インターネットが世界中を繋ぎ、動画などもストレスなく見ることができる高速な通信が当たり前になっています。しかも通信料金も非常に安価になりました。

私が初めて米国へ出張した1980年代前半には、現在のようなインターネットは存在していませんでした。サンフランシスコのホテルに到着した際、無事に到着したことを家族に伝えようと、ホテルから自宅へ電話したことがあります。
当時、国際電話で日本に電話するのは大変で、電話機の数字キーを20桁近く押さなければなりませんでした。何度か途中で間違えてしまいかけ直したこともあり、無事に到着したという1〜2分の短い会話をしただけでしたが、ホテルからは8000円くらい請求された記憶があります。

今や通話はもちろん、メールやメッセンジャーなどでただ同然でやり取りできるようになったのは、まさに隔世の感があります。

このように世界を繋いでいるのが、大陸間海底ケーブルです。海底ケーブルは1980年代後半から光回線への移行が始まり、転送容量が爆発的に増加しました。初めて敷設された大西洋横断海底ケーブルは単純な銅線で、通信速度は毎分約12語という驚くほど低速なものでした。また、1980年代後半の国際通信回線も36音声回線程度だったとのことなので、私が米国から電話をかけた際に高額な請求をされたのも頷けますね。

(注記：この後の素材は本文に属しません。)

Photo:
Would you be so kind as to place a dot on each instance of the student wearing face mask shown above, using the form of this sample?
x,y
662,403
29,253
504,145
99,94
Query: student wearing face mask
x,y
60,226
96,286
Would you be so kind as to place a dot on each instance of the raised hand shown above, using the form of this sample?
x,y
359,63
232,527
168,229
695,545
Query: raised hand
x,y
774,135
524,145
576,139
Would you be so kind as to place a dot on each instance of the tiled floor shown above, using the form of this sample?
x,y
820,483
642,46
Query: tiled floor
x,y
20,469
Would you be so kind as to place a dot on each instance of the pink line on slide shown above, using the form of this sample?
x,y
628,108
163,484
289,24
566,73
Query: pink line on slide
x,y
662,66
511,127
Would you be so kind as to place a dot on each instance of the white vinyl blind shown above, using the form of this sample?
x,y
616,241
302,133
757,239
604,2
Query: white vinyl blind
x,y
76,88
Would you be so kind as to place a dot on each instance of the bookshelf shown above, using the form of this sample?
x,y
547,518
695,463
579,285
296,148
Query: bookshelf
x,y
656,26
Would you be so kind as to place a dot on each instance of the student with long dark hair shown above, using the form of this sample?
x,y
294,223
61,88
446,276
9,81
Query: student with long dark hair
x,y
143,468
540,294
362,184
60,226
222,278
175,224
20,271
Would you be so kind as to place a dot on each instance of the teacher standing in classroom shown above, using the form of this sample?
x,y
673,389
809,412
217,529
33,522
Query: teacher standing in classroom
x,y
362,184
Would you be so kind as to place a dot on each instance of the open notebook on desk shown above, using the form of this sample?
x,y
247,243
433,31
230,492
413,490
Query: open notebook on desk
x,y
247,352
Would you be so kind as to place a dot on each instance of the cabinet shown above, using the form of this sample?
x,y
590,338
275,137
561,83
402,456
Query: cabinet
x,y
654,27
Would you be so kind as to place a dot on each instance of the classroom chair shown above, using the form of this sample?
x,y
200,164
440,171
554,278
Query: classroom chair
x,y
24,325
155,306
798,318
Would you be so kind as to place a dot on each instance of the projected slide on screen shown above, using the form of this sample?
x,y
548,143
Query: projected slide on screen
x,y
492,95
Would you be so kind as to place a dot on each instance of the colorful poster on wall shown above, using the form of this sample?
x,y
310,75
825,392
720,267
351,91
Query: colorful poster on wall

現在、大陸間を結ぶ光海底ケーブルは約600本、総延長は約160万キロにも及ぶそうです。最新の海底ケーブルでは、数十〜160Tbpsという転送量を実現し、大量・同時トラフィックに対応しています。1980年前半から比較すると、運べる情報量は数千倍〜数千万倍になりますので、インターネットの発展への貢献は計り知れません。

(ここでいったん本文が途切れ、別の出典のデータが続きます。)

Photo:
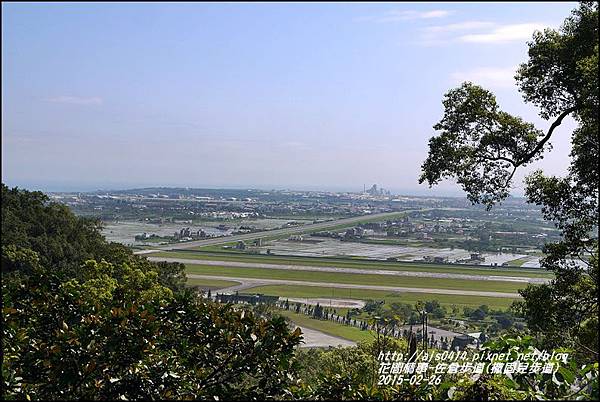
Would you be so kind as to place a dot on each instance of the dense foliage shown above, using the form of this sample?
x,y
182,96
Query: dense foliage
x,y
86,319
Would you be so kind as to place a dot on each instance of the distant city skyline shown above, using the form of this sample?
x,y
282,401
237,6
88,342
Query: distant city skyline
x,y
251,95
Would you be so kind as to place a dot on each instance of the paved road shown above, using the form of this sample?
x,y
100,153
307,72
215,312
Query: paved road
x,y
318,339
278,232
246,283
344,270
325,302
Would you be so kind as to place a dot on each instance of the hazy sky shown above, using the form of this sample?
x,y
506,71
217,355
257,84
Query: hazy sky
x,y
301,96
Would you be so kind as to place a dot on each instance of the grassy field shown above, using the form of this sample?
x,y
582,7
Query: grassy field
x,y
355,263
283,291
210,283
329,327
359,279
518,262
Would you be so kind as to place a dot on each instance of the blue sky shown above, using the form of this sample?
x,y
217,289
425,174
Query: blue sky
x,y
289,95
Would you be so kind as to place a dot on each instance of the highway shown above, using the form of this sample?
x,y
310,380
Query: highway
x,y
345,270
276,232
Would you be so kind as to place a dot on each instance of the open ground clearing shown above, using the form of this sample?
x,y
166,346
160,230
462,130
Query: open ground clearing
x,y
326,293
328,327
211,283
354,263
247,283
344,270
355,279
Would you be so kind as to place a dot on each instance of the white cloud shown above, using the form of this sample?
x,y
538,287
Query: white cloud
x,y
405,15
505,33
492,77
76,100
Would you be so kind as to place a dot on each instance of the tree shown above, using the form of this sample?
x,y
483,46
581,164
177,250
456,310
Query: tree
x,y
117,326
482,147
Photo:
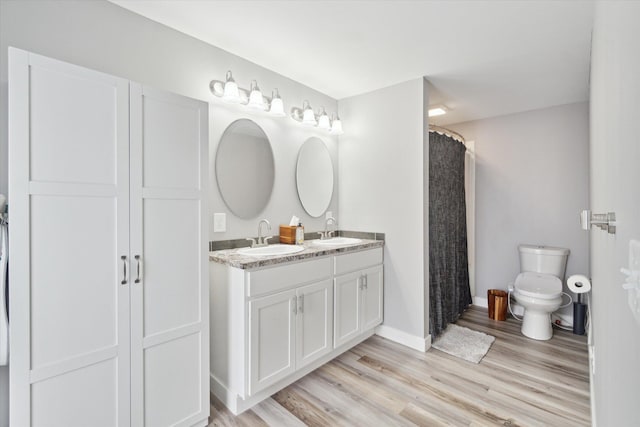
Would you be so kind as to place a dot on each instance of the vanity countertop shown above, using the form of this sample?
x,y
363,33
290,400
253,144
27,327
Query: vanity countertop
x,y
232,258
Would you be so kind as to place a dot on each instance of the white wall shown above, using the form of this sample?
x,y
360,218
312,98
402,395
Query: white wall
x,y
105,37
381,189
532,181
615,175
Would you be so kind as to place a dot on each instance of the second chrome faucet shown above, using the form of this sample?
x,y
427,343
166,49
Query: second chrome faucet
x,y
262,241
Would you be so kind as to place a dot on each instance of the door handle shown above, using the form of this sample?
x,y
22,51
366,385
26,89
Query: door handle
x,y
138,269
124,270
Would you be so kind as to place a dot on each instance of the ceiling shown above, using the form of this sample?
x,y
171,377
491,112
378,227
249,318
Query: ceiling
x,y
482,58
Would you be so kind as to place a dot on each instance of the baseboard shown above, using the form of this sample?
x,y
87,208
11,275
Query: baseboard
x,y
481,302
401,337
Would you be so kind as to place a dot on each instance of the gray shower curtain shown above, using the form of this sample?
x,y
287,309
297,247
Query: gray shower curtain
x,y
449,293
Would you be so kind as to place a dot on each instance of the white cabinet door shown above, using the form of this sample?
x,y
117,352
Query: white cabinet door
x,y
69,194
347,317
314,329
169,291
271,339
372,298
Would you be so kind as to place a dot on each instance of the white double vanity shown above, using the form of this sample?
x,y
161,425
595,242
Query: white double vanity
x,y
275,319
109,306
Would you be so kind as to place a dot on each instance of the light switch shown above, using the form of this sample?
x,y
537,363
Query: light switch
x,y
219,222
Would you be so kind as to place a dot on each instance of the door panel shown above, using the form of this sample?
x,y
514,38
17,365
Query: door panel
x,y
69,184
171,264
372,299
73,124
614,336
74,293
172,381
83,397
347,308
172,160
271,335
314,334
169,149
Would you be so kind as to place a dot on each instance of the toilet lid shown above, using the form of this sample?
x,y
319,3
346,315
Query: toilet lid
x,y
538,285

海底ケーブルは、地震や地滑り、船の錨などによる切断のリスクがあるため、主要な回線は冗長構成が取られています。しかし近年では、戦争などによって破壊される可能性も考えなければなりません。情報が分断されると現代社会に大きなダメージがあるので、有効な攻撃対象となり得ます。戦争はやめて欲しいですね。

なお、近年は衛星通信も急速に発展しており、主に地上向けの通信(携帯電話など)として実用化されていますが、転送容量などの面で光回線には遠く及びません。

情報システムを支えるデータ蓄積基盤やCPU、GPUなどに注目が集まりがちですが、広域ネットワーク分野では日本電気(NEC)が約40万キロの敷設実績を持ち、世界シェアの約2~3割を占めています。このような分野で日本企業が存在感を発揮していることは素晴らしいですね。AIだけでなく、このような基盤に目を向けてみても面白いと思います。